CHAMPAIGN, Ill. — An astronomy expert looking for in-depth research about stars can consult the same new reference book that an undergraduate freshman with a limited knowledge of astronomy might use.
"The Cambridge Encyclopedia of Stars," by James B. Kaler, a professor emeritus of astronomy at the University of Illinois at Urbana-Champaign, covers topics from ancient to modern times.
According to Kaler, this 324-page, hardcover book – his 14th – is for anyone who enjoys astronomy. Undergraduates, graduates and professionals all can benefit from using it, he said.

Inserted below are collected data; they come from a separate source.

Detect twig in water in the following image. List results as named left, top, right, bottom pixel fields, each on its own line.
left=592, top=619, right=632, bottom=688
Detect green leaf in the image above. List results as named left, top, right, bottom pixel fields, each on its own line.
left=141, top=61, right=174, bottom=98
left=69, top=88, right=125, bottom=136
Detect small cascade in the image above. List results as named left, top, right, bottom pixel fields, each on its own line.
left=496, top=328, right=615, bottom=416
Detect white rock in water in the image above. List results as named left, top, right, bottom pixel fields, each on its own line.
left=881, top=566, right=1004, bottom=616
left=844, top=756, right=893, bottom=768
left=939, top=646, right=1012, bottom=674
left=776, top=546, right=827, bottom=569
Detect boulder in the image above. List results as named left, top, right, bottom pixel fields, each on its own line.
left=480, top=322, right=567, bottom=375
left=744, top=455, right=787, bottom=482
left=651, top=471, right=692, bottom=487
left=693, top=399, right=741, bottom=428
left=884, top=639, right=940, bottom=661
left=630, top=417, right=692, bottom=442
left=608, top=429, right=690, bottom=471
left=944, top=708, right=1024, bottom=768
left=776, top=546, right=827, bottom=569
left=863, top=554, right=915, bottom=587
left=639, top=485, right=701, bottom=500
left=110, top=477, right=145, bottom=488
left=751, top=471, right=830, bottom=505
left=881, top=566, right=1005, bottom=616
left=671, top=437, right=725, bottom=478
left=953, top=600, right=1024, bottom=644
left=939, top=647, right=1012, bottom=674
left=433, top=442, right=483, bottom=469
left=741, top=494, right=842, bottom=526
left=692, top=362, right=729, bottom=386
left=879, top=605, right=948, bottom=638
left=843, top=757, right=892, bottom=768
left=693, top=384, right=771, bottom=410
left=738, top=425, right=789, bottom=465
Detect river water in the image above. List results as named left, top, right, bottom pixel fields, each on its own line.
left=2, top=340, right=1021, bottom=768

Although not written in an encyclopedia-style, alphabetical format, the book does contain a myriad of information about stars that Kaler has been gathering throughout his entire career, and particularly during the past four years of researching for the book.
Cambridge University Press already had published other high-end encyclopedias on astronomy, including an encyclopedia of the sun and one about meteorites. Kaler met with a Cambridge editor and volunteered to take on the task of writing an encyclopedia about stars.
The new book contains detailed discussions on topics such as stars, constellations, magnitudes, locations, motion, double stars, star clusters and stellar evolution.
The book contains more than 230 images, including color photographs, graphs, tables and sidebars. The photographs were gathered from observatories and private photographers around the world.
In addition to using research tools and the Web, Kaler also discussed the topics with his colleagues – from the U. of I. and elsewhere – in the process of compiling information.
Each of the 14 chapters covers a different topic and stands alone. The book contains forward and backward referencing to connect information from different chapters. Kaler considers each chapter as important and interesting as the next.
"The one I was doing at the moment was always my favorite," Kaler said.
The book, completed this year, is now in bookstores and also may be found in libraries.
"It struck me that putting everything together would make a great resource," Kaler said.